Search

14 July, 2019

Introduction to BIG DATA: What is, Types, Characteristics & Example

What is Data?

The quantities, characters, or symbols on which operations are performed by a computer, which may be stored and transmitted in the form of electrical signals and recorded on magnetic, optical, or mechanical recording media.

What is Big Data?

Big Data is also data but with a huge size. Big Data is a term used to describe a collection of data that is huge in size and yet growing exponentially with time. In short such data is so large and complex that none of the traditional data management tools are able to store it or process it efficiently.

Examples Of Big Data

Following are some the examples of Big Data-
The New York Stock Exchange generates about one terabyte of new trade data per day.
Social Media
The statistic shows that 500+terabytes of new data get ingested into the databases of social media site Facebook, every day. This data is mainly generated in terms of photo and video uploads, message exchanges, putting comments etc.
A single Jet engine can generate 10+terabytes of data in 30 minutes of flight time. With many thousand flights per day, generation of data reaches up to many Petabytes.

Types Of Big Data

BigData' could be found in three forms:
  1. Structured
  2. Unstructured
  3. Semi-structured

Structured

Any data that can be stored, accessed and processed in the form of fixed format is termed as a 'structured' data. Over the period of time, talent in computer science has achieved greater success in developing techniques for working with such kind of data (where the format is well known in advance) and also deriving value out of it. However, nowadays, we are foreseeing issues when a size of such data grows to a huge extent, typical sizes are being in the rage of multiple zettabytes.
Do you know? 1021 bytes equal to 1 zettabyte or one billion terabytes forms a zettabyte.
Looking at these figures one can easily understand why the name Big Data is given and imagine the challenges involved in its storage and processing.
Do you know? Data stored in a relational database management system is one example of a 'structured' data.
Examples Of Structured Data
An 'Employee' table in a database is an example of Structured Data
Employee_ID Employee_Name Gender Department Salary_In_lacs
2365 Rajesh Kulkarni Male Finance650000
3398 Pratibha Joshi Female Admin 650000
7465 Shushil Roy Male Admin 500000
7500 Shubhojit Das Male Finance 500000
7699 Priya Sane Female Finance 550000

Unstructured

Any data with unknown form or the structure is classified as unstructured data. In addition to the size being huge, un-structured data poses multiple challenges in terms of its processing for deriving value out of it. A typical example of unstructured data is a heterogeneous data source containing a combination of simple text files, images, videos etc. Now day organizations have wealth of data available with them but unfortunately, they don't know how to derive value out of it since this data is in its raw form or unstructured format.
Examples Of Un-structured Data
The output returned by 'Google Search'

Semi-structured

Semi-structured data can contain both the forms of data. We can see semi-structured data as a structured in form but it is actually not defined with e.g. a table definition in relational DBMS. Example of semi-structured data is a data represented in an XML file.
Examples Of Semi-structured Data
Personal data stored in an XML file-
<rec><name>Prashant Rao</name><sex>Male</sex><age>35</age></rec>
<rec><name>Seema R.</name><sex>Female</sex><age>41</age></rec>
<rec><name>Satish Mane</name><sex>Male</sex><age>29</age></rec>
<rec><name>Subrato Roy</name><sex>Male</sex><age>26</age></rec>
<rec><name>Jeremiah J.</name><sex>Male</sex><age>35</age></rec>
Data Growth over the years
Please note that web application data, which is unstructured, consists of log files, transaction history files etc. OLTP systems are built to work with structured data wherein data is stored in relations (tables).

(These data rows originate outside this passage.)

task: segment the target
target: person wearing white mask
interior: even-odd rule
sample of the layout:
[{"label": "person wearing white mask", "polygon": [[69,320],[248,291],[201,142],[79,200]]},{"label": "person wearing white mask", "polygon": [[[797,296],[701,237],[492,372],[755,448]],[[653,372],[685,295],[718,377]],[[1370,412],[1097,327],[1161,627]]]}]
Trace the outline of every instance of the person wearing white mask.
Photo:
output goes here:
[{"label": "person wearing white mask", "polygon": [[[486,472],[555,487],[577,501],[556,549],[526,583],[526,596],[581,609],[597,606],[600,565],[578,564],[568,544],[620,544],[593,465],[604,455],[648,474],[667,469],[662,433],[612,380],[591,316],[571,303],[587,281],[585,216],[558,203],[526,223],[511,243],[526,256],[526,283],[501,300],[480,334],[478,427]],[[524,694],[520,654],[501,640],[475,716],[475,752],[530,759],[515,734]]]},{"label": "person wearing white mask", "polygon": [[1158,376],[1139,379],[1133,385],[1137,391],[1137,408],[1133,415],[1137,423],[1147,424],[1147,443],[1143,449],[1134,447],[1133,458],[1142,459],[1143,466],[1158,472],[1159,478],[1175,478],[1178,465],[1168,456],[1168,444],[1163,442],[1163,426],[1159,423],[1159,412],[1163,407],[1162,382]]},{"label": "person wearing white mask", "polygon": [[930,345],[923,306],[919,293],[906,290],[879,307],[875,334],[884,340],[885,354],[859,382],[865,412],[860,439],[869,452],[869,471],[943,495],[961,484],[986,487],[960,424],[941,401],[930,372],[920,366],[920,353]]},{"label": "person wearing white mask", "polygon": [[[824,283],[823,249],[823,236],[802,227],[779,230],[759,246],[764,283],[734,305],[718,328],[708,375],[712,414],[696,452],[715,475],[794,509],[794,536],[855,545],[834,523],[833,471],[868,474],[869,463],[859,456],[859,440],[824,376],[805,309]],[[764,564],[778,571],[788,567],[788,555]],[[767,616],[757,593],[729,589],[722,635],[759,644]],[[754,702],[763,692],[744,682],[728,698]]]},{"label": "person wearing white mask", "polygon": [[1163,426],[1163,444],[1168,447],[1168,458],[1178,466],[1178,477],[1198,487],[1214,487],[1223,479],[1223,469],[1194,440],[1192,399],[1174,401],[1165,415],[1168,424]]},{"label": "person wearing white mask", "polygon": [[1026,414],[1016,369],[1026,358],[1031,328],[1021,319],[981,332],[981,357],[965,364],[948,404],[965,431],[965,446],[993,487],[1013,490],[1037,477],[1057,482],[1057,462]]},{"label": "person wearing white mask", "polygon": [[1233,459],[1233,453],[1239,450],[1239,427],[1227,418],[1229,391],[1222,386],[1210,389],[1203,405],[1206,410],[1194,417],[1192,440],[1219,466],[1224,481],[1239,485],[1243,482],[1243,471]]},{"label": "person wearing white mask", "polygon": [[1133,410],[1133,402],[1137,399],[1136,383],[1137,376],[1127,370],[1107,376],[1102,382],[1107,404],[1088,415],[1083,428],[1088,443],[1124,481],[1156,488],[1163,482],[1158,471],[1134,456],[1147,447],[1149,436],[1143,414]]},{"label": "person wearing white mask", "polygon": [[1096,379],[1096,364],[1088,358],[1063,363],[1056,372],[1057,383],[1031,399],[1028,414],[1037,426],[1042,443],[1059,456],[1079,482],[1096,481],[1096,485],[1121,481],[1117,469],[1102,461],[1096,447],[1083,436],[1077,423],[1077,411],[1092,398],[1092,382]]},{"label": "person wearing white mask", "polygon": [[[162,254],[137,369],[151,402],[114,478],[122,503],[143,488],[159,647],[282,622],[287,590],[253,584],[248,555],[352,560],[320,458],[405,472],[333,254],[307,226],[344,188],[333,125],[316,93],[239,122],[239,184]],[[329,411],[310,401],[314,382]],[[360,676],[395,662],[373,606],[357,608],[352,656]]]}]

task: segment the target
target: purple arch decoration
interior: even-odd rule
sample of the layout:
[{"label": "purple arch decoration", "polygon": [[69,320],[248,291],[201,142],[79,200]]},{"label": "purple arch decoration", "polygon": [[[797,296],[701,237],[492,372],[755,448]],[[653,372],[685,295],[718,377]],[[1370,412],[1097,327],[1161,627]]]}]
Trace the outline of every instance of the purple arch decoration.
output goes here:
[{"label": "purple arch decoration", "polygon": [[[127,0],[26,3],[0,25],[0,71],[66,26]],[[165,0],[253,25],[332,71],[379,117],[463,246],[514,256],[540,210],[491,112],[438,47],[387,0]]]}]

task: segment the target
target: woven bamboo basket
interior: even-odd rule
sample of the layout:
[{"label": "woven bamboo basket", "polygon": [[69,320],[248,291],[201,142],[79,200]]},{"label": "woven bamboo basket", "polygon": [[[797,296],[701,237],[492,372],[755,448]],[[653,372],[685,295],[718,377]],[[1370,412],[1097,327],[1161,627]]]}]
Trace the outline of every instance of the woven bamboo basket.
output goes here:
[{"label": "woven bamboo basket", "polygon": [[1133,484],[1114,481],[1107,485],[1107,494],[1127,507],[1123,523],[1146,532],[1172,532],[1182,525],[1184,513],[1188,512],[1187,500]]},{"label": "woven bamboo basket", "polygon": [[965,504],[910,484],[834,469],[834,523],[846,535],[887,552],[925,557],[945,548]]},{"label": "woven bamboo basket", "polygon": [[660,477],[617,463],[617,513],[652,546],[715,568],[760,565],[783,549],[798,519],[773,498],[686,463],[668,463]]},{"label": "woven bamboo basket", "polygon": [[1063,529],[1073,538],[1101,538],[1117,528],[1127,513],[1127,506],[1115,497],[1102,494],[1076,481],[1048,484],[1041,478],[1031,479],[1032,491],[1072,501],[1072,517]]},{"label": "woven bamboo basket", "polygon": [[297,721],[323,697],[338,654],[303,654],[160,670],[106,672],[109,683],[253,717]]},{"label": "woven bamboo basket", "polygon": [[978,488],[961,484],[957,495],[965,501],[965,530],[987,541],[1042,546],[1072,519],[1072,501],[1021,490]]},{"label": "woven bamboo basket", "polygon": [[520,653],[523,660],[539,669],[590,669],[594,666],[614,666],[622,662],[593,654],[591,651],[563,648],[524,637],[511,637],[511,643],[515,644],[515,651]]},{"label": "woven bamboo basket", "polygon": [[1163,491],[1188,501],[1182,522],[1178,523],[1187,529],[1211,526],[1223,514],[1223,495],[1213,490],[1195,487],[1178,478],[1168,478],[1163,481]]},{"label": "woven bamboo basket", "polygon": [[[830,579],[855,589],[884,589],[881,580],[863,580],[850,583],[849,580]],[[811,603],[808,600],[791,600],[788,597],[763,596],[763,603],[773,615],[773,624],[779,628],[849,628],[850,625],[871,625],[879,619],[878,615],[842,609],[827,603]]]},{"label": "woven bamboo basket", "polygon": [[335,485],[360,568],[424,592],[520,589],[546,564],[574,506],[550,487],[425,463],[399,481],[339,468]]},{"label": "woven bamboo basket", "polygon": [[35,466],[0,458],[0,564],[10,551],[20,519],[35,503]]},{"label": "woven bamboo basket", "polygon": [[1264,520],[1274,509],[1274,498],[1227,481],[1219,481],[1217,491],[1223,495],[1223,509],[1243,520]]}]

Characteristics Of Big Data

(i) Volume – The name Big Data itself is related to a size which is enormous. Size of data plays a very crucial role in determining value out of data. Also, whether a particular data can actually be considered as a Big Data or not, is dependent upon the volume of data. Hence, 'Volume' is one characteristic which needs to be considered while dealing with Big Data.
(ii) Variety – The next aspect of Big Data is its variety.
Variety refers to heterogeneous sources and the nature of data, both structured and unstructured. During earlier days, spreadsheets and databases were the only sources of data considered by most of the applications. Nowadays, data in the form of emails, photos, videos, monitoring devices, PDFs, audio, etc. are also being considered in the analysis applications. This variety of unstructured data poses certain issues for storage, mining and analyzing data.
(iii) Velocity – The term 'velocity' refers to the speed of generation of data. How fast the data is generated and processed to meet the demands, determines real potential in the data.
Big Data Velocity deals with the speed at which data flows in from sources like business processes, application logs, networks, and social media sites, sensors, Mobile devices, etc. The flow of data is massive and continuous.
(iv) Variability – This refers to the inconsistency which can be shown by the data at times, thus hampering the process of being able to handle and manage the data effectively.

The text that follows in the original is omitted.